Diabetes, heart disease, and cancer are all essentially diseases of chronic inflammation. Recently there's been great interest in reducing that chronic inflammation through diet, and although we know that a Mediterranean Diet is an anti-inflammatory diet, as you might expect, there are plenty of dietary supplements that have been touted as anti-inflammatories.

One of them is resveratrol, which is found in largest concentrations in red wine and grape juice, with smaller amounts in peanuts and berries. Similarly, curcumin, an element of the spice turmeric, has also been touted as an anti-inflammatory.

The problem with both resveratrol and curcumin is that while we have seen anti-inflammatory activity for these substances in vitro (that is, in the test tube), solid, high-quality evidence of their anti-inflammatory activity in humans is best described as sparse. (At this point I must remind the reader that "the plural of anecdote [personal story] is not scientific data.")

A team of researchers in Canada designed a study (J Nutr 2018;148:379-388) to assess the anti-inflammatory benefits of resveratrol and curcumin after noting that recent studies had suggested that the two substances together may produce a synergistic response: that is, resveratrol and curcumin given together appear to engender more of a response than each substance, administered alone, put together.

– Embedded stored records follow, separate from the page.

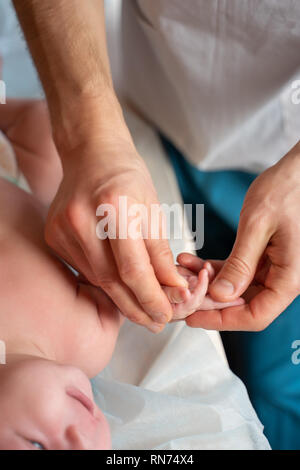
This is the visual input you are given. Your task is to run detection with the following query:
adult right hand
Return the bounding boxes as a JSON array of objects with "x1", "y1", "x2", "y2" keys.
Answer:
[{"x1": 45, "y1": 132, "x2": 187, "y2": 332}]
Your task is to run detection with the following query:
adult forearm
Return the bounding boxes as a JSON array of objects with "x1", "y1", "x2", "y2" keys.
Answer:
[{"x1": 13, "y1": 0, "x2": 126, "y2": 154}]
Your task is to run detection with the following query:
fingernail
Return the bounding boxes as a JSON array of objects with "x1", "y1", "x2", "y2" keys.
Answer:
[
  {"x1": 213, "y1": 279, "x2": 234, "y2": 295},
  {"x1": 147, "y1": 323, "x2": 165, "y2": 333},
  {"x1": 158, "y1": 313, "x2": 169, "y2": 323},
  {"x1": 172, "y1": 292, "x2": 184, "y2": 304},
  {"x1": 178, "y1": 275, "x2": 189, "y2": 287}
]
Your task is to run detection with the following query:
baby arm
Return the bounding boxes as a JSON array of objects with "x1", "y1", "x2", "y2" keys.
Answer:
[{"x1": 163, "y1": 261, "x2": 244, "y2": 321}]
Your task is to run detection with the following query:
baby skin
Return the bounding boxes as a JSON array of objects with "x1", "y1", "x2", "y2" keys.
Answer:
[{"x1": 0, "y1": 100, "x2": 243, "y2": 450}]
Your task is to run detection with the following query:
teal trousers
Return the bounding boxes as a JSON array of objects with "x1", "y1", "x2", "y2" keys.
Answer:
[{"x1": 161, "y1": 136, "x2": 300, "y2": 450}]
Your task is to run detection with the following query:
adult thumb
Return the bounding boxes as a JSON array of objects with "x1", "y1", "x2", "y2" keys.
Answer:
[{"x1": 209, "y1": 218, "x2": 270, "y2": 302}]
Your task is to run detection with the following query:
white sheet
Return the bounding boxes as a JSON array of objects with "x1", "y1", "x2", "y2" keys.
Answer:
[{"x1": 0, "y1": 1, "x2": 269, "y2": 449}]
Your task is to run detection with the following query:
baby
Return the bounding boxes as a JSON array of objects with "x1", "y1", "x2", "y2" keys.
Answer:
[{"x1": 0, "y1": 100, "x2": 243, "y2": 450}]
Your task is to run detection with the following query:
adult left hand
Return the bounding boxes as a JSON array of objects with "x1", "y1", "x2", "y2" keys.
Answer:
[{"x1": 178, "y1": 142, "x2": 300, "y2": 331}]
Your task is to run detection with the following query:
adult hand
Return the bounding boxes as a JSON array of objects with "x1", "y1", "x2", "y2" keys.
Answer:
[
  {"x1": 45, "y1": 132, "x2": 187, "y2": 332},
  {"x1": 178, "y1": 143, "x2": 300, "y2": 331}
]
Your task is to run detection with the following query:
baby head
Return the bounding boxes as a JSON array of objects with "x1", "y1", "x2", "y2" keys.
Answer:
[{"x1": 0, "y1": 355, "x2": 110, "y2": 450}]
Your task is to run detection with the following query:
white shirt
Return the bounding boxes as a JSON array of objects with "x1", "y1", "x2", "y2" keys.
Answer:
[{"x1": 122, "y1": 0, "x2": 300, "y2": 172}]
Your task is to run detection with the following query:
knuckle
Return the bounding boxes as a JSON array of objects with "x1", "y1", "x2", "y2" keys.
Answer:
[
  {"x1": 124, "y1": 312, "x2": 146, "y2": 325},
  {"x1": 64, "y1": 201, "x2": 84, "y2": 232},
  {"x1": 119, "y1": 262, "x2": 148, "y2": 284},
  {"x1": 253, "y1": 319, "x2": 271, "y2": 333},
  {"x1": 226, "y1": 253, "x2": 252, "y2": 276},
  {"x1": 98, "y1": 188, "x2": 120, "y2": 208},
  {"x1": 95, "y1": 274, "x2": 116, "y2": 295}
]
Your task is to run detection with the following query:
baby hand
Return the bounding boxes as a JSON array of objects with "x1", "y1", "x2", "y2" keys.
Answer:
[{"x1": 163, "y1": 261, "x2": 244, "y2": 321}]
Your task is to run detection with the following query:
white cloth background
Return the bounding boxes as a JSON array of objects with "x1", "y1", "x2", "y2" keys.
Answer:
[{"x1": 118, "y1": 0, "x2": 300, "y2": 172}]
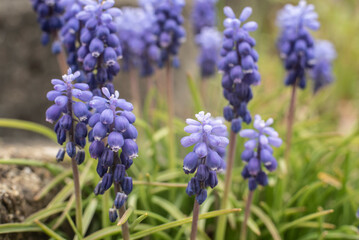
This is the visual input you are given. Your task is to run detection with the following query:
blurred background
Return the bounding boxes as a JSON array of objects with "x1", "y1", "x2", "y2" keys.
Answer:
[{"x1": 0, "y1": 0, "x2": 359, "y2": 140}]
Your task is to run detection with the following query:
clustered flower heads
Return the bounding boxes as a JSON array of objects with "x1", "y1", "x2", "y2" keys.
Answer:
[
  {"x1": 46, "y1": 69, "x2": 92, "y2": 164},
  {"x1": 239, "y1": 115, "x2": 282, "y2": 191},
  {"x1": 76, "y1": 0, "x2": 122, "y2": 96},
  {"x1": 196, "y1": 27, "x2": 221, "y2": 77},
  {"x1": 311, "y1": 40, "x2": 337, "y2": 93},
  {"x1": 89, "y1": 87, "x2": 138, "y2": 222},
  {"x1": 30, "y1": 0, "x2": 64, "y2": 54},
  {"x1": 277, "y1": 0, "x2": 320, "y2": 89},
  {"x1": 192, "y1": 0, "x2": 218, "y2": 35},
  {"x1": 141, "y1": 0, "x2": 186, "y2": 68},
  {"x1": 116, "y1": 7, "x2": 160, "y2": 77},
  {"x1": 181, "y1": 111, "x2": 229, "y2": 204},
  {"x1": 218, "y1": 7, "x2": 260, "y2": 133}
]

We know that consuming a high-fat meal causes an acute inflammatory response in the body; thus the authors designed their study to see if taking a supplement containing both resveratrol and curcumin would reduce that inflammatory response.

Twenty-two overweight men and women were recruited to participate in their placebo-controlled, crossover study. On two occasions each participant came into the lab and consumed a milkshake containing 75 grams of fat. Thirty minutes beforehand the participant was given a supplement in pill form: on one occasion the pill contained 200 milligrams of resveratrol and 100 milligrams of curcumin, while on the other occasion the pill was a placebo.

The participants' blood was tested before and after the meal to measure inflammatory response as well as measuring markers of bioavailability (essentially, bioavailability refers to how much of a given substance one consumes is actually utilized by the body).

After taking into account variables that might affect inflammatory response, such as age, sex, waist circumference, and baseline fasting values of insulin levels, etc., the authors found no difference in nearly all inflammatory markers between participants taking the active supplement or the placebo.

Only one inflammatory marker, having to do with the epithelial cells lining the veins, was reduced in those taking the active supplement. That said, the authors conclude that "there are no clinically significant acute effects of [resveratrol/curcumin] supplementation" on the post-meal inflammatory response in persons who would be expected to show greater inflammatory response (that is, those who are overweight).

The authors note that the study was specifically designed to maximize the possibility that the supplements would provoke a measurable response: overweight participants, standardized doses of two substances that have been shown to work together, and a high-fat meal, which has also been shown to provoke a strong inflammatory response. Yet the results are disappointing.

What this means for you

The results of this study don't mean that resveratrol and curcumin are not worthy of further research - they certainly are. That said, what it does mean is that for right now, given the unreliability of supplement manufacturers in the United States today, taking resveratrol or curcumin supplements is unlikely to do much of anything for you. Better for you to follow a Mediterranean-style, anti-inflammatory diet without wasting your money on supplements.